Israel on Thursday suspended 37 foreign humanitarian organizations from accessing the Gaza Strip after they had refused to share lists of their Palestinian employees with government officials.
The ban includes Doctors Without Borders (MSF), which has 1,200 staff members in the Palestinian territories — the majority of whom are in Gaza.
NGOs included in the ban have been ordered to cease their operations by March 1.
Several NGOS have said the requirements contravene international humanitarian law or endanger their independence.
Israel says the new regulation aims to prevent bodies it accuses of supporting terrorism from operating in the Palestinian territories.
On Thursday, 18 Israel-based left-wing NGOs denounced the decision to ban their international peers, saying “the new registration framework violates core humanitarian principles of independence and neutrality.”

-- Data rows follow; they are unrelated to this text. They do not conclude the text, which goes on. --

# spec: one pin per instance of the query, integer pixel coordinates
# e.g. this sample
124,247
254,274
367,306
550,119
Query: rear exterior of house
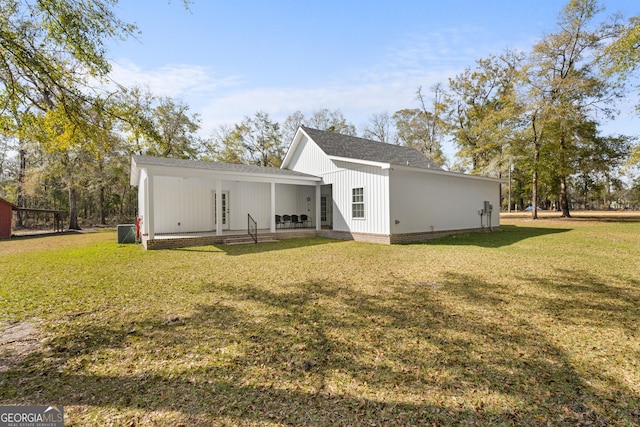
185,198
389,194
348,187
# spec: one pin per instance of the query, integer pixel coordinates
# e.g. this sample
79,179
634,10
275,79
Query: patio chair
295,220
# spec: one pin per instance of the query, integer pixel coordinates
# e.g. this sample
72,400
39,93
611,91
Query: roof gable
351,147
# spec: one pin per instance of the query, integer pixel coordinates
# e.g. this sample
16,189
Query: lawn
534,324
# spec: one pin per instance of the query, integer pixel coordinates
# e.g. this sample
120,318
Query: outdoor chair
295,220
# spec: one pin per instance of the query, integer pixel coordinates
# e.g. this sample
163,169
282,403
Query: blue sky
229,59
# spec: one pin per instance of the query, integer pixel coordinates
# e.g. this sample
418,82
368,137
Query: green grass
534,324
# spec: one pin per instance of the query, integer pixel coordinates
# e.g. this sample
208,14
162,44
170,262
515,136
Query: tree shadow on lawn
506,235
581,297
253,248
318,354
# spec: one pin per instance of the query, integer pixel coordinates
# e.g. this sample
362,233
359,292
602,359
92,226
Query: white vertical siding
142,188
182,205
375,183
433,202
310,159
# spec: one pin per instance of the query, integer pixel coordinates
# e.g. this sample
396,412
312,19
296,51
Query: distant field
534,324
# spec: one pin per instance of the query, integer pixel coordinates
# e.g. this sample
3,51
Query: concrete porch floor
180,240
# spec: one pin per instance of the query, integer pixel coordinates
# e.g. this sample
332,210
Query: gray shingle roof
215,166
335,144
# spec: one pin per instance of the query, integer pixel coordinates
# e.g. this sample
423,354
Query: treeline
531,118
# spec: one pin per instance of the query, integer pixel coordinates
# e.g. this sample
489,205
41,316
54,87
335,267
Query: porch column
150,219
218,204
318,213
272,220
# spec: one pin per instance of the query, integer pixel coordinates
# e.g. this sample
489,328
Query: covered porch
190,202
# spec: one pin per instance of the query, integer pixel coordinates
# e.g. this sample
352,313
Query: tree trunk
21,173
73,209
103,217
534,195
564,199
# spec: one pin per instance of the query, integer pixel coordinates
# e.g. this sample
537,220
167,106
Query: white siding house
350,188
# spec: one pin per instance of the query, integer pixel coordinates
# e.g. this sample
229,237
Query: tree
622,58
485,114
257,141
380,128
565,87
48,50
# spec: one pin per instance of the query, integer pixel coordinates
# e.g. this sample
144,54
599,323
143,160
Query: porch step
246,240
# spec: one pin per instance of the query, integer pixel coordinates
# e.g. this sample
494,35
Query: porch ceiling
180,168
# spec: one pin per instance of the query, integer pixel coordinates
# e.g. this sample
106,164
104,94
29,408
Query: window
357,202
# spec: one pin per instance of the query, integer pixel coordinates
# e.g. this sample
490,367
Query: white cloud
174,80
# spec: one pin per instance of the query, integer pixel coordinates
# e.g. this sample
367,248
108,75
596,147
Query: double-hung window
357,202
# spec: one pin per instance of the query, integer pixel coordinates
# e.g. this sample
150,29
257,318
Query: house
348,187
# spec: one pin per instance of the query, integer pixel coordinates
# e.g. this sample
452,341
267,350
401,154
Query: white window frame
357,201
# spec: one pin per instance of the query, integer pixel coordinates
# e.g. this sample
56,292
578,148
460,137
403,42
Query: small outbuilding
6,216
6,213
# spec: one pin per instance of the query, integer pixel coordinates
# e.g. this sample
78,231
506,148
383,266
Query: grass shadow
256,248
506,235
318,353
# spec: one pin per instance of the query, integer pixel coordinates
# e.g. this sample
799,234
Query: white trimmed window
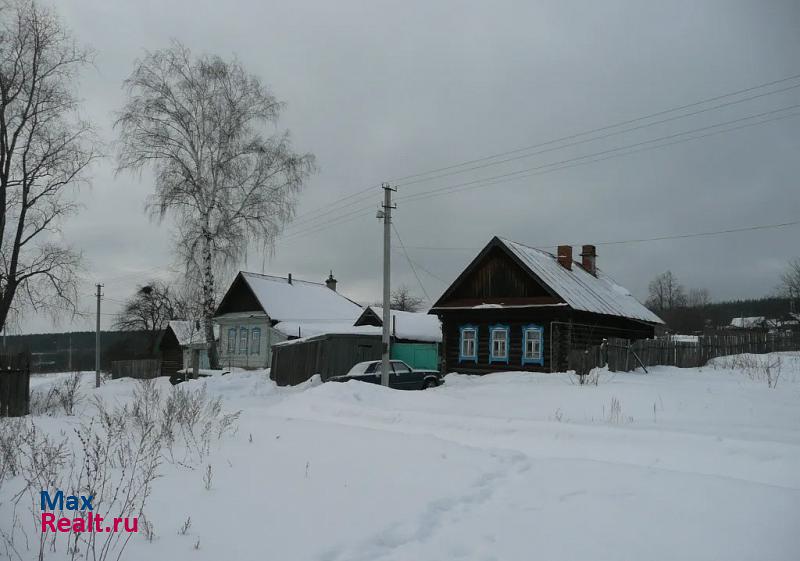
499,343
532,347
243,339
231,340
469,343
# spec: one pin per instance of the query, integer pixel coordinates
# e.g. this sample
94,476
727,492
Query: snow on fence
622,355
15,385
145,368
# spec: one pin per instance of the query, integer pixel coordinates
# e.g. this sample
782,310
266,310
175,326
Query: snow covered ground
676,464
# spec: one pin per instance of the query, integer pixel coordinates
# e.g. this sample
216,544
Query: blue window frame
468,343
498,343
255,343
231,340
532,344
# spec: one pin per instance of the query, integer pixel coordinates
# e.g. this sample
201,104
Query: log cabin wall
563,327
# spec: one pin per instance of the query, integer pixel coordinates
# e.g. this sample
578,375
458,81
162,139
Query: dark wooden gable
369,317
239,298
167,340
496,276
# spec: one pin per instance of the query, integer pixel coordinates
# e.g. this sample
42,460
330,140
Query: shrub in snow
62,397
760,368
114,455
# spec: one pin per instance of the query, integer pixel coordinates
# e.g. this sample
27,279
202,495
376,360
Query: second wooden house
519,308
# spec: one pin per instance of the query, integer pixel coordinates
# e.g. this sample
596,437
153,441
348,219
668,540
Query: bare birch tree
790,279
45,149
150,309
666,293
200,122
404,300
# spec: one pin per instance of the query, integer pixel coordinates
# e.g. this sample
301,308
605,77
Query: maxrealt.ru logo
84,519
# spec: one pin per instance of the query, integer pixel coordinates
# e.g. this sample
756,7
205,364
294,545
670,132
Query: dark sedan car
402,376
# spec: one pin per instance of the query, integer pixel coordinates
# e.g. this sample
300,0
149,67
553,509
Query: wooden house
177,342
519,308
259,311
416,338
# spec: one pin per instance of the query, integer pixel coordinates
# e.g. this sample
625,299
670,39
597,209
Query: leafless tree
666,293
150,309
405,301
790,279
199,121
45,150
698,297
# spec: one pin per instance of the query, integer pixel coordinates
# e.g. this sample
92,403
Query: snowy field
678,464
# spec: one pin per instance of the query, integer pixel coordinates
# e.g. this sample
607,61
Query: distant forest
69,352
693,319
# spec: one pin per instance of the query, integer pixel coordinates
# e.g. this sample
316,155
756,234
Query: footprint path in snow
391,540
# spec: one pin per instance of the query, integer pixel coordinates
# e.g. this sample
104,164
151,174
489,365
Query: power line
595,138
424,270
556,166
634,240
411,263
609,153
603,128
334,207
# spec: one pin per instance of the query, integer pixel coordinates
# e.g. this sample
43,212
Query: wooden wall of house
171,354
498,276
571,329
239,298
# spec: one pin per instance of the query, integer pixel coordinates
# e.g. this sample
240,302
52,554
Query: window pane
468,337
533,344
243,340
231,340
499,343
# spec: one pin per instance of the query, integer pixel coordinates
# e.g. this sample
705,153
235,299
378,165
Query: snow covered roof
413,325
574,287
578,288
187,332
408,325
305,329
746,323
300,300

A fragile ceasefire has been in place since October, following a deadly war waged by Israel in response to Hamas’s unprecedented October 7, 2023, attack on Israel.
In November, authorities in Gaza said more than 70,000 people had been killed there since the war broke out.
Nearly 80 percent of buildings in Gaza have been destroyed or damaged by the war, according to UN data, leaving infrastructure decimated.
About 1.5 million of Gaza’s more than two million residents have lost their homes, said Amjad Al-Shawa, director of the Palestinian NGO Network in Gaza.